Monday, January 01, 2007

This isn't a sign, is it?

I went to bed the night before New Year's Eve feeling sick... Sure enough, I spent the evening and morning with my head hung in the toilet. We had huge plans to go to Indianapolis for the Colts vs Dolphins game, and we were going to ring in 2007 together there. I guess my body had other plans, because I couldn't go. I tried just to feel good enough for the 3 hour drive and make it to the hotel by literally crawling into the shower and sitting on the tiled floor washing my hair then pulling on sweats. I gulped down Pepto like it was Pepsi. But I was in so much pain, and so ill,I could hardly move- much less walk. Finally, I gave up, and submitted to the fact that I was going to be spending New Year's home alone. There was no way I was going to let Aaron miss something he had been excited about for months, and other people were depending on him. So with tears in our eyes, we said good bye.

I spent the day laid up, feeling awful, watching my favorite movies. I didn't want to be up for the big ball drop, and luckily, I was in a deep sleep by 8 pm. When I woke up at 6 this morning, it wasn't until I turned on the tv that I remembered it was 2007. At least I'm feeling semi human today, instead of puking or shitting my guts out... (sorry for any graphic images that may cause) I miss my man, and being sick yesterday kept me from being too upset about the whole thing. But this morning, I cried...a lot. Hopefully it is out of my system so that I can give my husband a huge smile when he walks in the door.

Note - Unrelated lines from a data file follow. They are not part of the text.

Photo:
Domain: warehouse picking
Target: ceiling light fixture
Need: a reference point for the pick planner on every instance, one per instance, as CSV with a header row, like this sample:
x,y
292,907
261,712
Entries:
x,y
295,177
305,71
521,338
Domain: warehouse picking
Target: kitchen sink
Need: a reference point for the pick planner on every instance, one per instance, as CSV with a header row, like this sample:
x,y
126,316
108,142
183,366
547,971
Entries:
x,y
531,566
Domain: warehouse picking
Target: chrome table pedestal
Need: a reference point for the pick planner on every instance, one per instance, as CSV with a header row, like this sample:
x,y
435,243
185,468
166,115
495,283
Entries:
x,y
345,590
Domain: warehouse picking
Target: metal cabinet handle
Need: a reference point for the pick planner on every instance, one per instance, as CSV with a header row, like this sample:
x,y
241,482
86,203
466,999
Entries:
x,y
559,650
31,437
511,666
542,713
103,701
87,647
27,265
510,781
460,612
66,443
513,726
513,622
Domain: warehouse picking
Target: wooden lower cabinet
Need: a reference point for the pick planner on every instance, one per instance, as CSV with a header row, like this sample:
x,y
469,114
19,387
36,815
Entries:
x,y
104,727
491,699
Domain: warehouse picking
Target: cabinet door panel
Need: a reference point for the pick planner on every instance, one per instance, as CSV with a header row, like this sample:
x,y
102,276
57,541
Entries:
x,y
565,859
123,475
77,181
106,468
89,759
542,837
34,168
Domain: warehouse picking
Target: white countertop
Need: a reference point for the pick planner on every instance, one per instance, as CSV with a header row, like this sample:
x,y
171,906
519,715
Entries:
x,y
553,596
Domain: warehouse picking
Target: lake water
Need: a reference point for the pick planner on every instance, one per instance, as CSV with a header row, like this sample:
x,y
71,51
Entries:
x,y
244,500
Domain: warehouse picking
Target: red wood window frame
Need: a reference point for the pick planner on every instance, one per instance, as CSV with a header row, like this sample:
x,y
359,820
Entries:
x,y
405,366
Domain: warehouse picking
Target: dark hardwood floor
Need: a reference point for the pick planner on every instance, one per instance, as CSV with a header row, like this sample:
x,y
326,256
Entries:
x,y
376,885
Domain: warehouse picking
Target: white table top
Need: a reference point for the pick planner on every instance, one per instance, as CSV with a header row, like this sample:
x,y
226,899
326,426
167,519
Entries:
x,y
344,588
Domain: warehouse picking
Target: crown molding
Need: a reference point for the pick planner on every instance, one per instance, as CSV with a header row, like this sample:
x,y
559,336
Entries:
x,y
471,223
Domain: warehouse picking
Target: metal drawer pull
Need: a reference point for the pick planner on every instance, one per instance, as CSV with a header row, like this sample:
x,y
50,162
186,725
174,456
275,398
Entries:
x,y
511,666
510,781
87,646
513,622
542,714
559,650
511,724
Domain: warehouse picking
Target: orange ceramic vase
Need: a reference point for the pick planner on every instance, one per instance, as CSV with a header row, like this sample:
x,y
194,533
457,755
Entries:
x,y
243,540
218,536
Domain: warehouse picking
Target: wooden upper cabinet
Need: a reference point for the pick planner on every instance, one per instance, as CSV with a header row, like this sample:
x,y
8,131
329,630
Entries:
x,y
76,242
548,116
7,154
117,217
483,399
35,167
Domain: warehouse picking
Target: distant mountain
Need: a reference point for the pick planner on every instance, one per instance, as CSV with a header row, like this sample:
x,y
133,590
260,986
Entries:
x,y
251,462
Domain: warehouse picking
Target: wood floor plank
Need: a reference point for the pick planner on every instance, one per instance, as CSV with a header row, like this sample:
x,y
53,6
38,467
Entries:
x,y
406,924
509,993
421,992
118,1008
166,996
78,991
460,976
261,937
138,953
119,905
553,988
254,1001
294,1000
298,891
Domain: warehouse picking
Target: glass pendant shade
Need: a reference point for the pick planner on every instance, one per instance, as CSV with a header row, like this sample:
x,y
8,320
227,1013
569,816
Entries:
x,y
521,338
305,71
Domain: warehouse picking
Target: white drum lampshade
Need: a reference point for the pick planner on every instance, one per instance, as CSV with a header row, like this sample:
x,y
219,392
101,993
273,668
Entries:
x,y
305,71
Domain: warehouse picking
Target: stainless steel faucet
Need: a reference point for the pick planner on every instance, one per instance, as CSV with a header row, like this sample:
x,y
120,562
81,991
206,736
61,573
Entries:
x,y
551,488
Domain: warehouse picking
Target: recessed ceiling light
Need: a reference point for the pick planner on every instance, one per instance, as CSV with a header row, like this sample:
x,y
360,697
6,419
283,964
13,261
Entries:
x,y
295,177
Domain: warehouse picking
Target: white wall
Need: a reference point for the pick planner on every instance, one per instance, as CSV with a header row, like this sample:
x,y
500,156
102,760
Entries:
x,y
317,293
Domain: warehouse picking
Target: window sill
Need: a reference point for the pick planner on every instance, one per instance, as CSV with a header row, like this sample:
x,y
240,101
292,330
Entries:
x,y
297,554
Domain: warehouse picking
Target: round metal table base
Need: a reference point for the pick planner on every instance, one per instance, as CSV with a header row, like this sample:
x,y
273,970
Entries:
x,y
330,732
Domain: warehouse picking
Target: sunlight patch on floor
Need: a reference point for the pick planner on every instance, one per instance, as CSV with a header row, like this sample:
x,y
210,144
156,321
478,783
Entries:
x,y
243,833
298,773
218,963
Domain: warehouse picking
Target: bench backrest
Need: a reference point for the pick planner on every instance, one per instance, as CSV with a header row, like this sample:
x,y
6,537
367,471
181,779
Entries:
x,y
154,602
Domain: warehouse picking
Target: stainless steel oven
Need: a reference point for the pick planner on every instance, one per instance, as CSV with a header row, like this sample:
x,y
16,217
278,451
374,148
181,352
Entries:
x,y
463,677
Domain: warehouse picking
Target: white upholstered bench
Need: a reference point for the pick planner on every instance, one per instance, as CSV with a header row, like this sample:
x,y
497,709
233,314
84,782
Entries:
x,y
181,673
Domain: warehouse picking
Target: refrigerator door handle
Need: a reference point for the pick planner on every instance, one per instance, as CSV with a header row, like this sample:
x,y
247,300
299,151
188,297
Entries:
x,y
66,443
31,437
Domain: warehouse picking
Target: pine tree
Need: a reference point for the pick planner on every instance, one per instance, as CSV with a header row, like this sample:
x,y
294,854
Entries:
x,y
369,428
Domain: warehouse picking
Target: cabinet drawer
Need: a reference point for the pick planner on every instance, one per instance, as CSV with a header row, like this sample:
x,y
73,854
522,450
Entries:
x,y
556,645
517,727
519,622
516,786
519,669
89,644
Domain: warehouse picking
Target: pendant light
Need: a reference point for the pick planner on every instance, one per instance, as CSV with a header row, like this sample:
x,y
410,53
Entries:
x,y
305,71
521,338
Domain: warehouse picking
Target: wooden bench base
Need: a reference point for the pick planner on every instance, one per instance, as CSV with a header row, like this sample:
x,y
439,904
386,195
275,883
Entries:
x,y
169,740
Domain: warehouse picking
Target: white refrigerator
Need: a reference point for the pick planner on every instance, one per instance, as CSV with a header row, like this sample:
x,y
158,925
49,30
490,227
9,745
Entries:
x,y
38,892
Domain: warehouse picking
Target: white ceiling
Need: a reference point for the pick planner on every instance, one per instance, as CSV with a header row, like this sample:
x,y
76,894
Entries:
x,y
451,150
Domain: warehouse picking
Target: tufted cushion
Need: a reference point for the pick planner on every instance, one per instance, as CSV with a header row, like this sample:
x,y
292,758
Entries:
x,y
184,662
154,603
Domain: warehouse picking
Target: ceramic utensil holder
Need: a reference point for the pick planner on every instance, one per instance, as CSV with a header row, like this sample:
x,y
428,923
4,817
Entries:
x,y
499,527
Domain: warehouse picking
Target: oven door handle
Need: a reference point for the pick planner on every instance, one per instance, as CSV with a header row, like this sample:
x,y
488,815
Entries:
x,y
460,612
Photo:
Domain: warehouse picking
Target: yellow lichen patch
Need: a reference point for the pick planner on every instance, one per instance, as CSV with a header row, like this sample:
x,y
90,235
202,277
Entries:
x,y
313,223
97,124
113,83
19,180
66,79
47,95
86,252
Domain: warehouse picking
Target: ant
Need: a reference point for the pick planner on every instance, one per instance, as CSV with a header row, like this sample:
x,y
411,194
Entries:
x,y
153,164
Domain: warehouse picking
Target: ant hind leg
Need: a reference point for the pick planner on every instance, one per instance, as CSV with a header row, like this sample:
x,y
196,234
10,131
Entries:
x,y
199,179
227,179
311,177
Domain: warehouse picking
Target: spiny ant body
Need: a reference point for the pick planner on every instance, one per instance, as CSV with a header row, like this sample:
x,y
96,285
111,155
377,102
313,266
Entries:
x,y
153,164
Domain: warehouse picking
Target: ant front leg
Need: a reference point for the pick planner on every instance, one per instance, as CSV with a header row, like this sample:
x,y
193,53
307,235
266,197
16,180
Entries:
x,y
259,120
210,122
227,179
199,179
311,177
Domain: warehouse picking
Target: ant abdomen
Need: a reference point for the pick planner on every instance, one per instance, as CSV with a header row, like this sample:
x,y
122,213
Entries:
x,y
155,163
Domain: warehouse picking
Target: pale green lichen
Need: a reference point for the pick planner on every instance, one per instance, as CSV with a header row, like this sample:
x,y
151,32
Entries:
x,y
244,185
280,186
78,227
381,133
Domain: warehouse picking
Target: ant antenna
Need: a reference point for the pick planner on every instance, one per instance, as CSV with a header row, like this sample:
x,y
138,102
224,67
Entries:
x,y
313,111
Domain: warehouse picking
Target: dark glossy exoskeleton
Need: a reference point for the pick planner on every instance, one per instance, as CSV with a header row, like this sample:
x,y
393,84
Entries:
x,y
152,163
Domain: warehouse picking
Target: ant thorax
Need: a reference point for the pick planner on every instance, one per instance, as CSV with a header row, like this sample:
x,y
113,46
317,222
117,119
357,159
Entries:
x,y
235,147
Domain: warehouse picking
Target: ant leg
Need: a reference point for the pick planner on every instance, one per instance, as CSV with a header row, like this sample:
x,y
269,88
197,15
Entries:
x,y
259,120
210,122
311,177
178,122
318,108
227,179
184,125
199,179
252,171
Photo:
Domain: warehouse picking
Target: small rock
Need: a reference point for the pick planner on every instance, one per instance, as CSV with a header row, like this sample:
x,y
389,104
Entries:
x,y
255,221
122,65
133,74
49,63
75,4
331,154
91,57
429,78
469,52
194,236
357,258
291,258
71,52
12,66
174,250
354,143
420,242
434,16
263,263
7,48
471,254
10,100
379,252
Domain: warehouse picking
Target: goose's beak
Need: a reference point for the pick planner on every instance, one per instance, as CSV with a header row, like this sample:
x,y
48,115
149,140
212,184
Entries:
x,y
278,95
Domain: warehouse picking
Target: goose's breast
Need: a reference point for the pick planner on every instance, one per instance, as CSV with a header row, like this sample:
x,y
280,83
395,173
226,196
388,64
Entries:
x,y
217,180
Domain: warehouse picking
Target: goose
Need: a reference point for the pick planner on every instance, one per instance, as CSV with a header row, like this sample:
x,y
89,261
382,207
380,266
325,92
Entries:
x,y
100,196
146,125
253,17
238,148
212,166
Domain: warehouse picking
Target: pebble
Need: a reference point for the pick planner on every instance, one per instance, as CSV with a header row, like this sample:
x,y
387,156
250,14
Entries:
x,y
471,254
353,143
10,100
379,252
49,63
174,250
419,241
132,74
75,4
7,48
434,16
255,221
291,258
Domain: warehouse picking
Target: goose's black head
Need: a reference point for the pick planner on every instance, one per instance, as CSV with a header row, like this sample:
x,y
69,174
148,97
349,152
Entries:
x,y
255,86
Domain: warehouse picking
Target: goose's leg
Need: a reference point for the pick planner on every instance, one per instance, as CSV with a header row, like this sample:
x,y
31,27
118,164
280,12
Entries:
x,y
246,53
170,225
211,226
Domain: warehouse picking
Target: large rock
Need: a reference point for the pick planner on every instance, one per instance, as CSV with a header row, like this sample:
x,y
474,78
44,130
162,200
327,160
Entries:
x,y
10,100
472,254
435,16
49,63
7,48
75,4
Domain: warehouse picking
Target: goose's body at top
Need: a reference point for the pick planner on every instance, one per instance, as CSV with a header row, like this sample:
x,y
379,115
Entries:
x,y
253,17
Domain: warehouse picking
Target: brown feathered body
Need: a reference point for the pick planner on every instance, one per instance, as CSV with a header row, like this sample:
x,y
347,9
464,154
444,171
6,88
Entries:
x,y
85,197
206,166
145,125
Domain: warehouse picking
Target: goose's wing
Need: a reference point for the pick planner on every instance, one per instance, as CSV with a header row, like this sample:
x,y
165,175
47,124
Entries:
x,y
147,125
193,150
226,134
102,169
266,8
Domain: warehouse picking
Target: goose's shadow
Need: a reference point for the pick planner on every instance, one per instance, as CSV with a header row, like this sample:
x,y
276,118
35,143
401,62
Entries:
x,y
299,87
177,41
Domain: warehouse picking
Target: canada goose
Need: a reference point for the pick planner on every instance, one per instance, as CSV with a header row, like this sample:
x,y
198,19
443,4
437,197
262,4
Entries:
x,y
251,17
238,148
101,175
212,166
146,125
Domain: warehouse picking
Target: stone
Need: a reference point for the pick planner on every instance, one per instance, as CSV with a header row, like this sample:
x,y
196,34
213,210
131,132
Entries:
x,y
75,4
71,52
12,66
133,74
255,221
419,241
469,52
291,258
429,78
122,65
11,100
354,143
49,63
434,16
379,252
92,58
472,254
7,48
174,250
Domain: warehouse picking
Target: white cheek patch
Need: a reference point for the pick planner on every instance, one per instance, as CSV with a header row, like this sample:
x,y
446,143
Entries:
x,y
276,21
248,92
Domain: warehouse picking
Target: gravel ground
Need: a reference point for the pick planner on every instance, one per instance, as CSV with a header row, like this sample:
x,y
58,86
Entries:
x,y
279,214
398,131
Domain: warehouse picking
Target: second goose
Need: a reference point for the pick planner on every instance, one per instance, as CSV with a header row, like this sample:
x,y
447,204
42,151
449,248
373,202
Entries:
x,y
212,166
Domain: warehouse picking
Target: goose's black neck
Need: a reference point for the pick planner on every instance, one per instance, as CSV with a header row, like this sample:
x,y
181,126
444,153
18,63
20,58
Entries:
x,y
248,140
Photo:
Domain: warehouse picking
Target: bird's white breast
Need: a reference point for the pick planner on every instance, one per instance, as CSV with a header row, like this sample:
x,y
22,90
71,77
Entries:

I stepped on the scale today, and was shocked to see that my weight has dropped down to 104lbs; the smallest I've ever been. I'm guessing it's from being sick. Standing naked in front of the mirror, I examined my body, inch by inch... It looks so frail and fragile. Like it could snap in two at any moment. Akin to how I feel. I'm going to assume this whole thing was mere coincidence or bad timing, and not a sign of what is to come.

I haven't even wished anyone a 'Happy New Year' yet...The cats hardly count. So happy '07 to all.

1 Comments:

At 12:06 PM , Anonymous Anonymous said...

It isn't a sign of things to come, it is a sign of the year past. You are now free, clear and empty to accept the great things that 2007 has to fill you! Enjoy a special New Year's Eve tonight with Aaron in the best way you two can think of -- 2007 is going to be a good one--I am sure of it!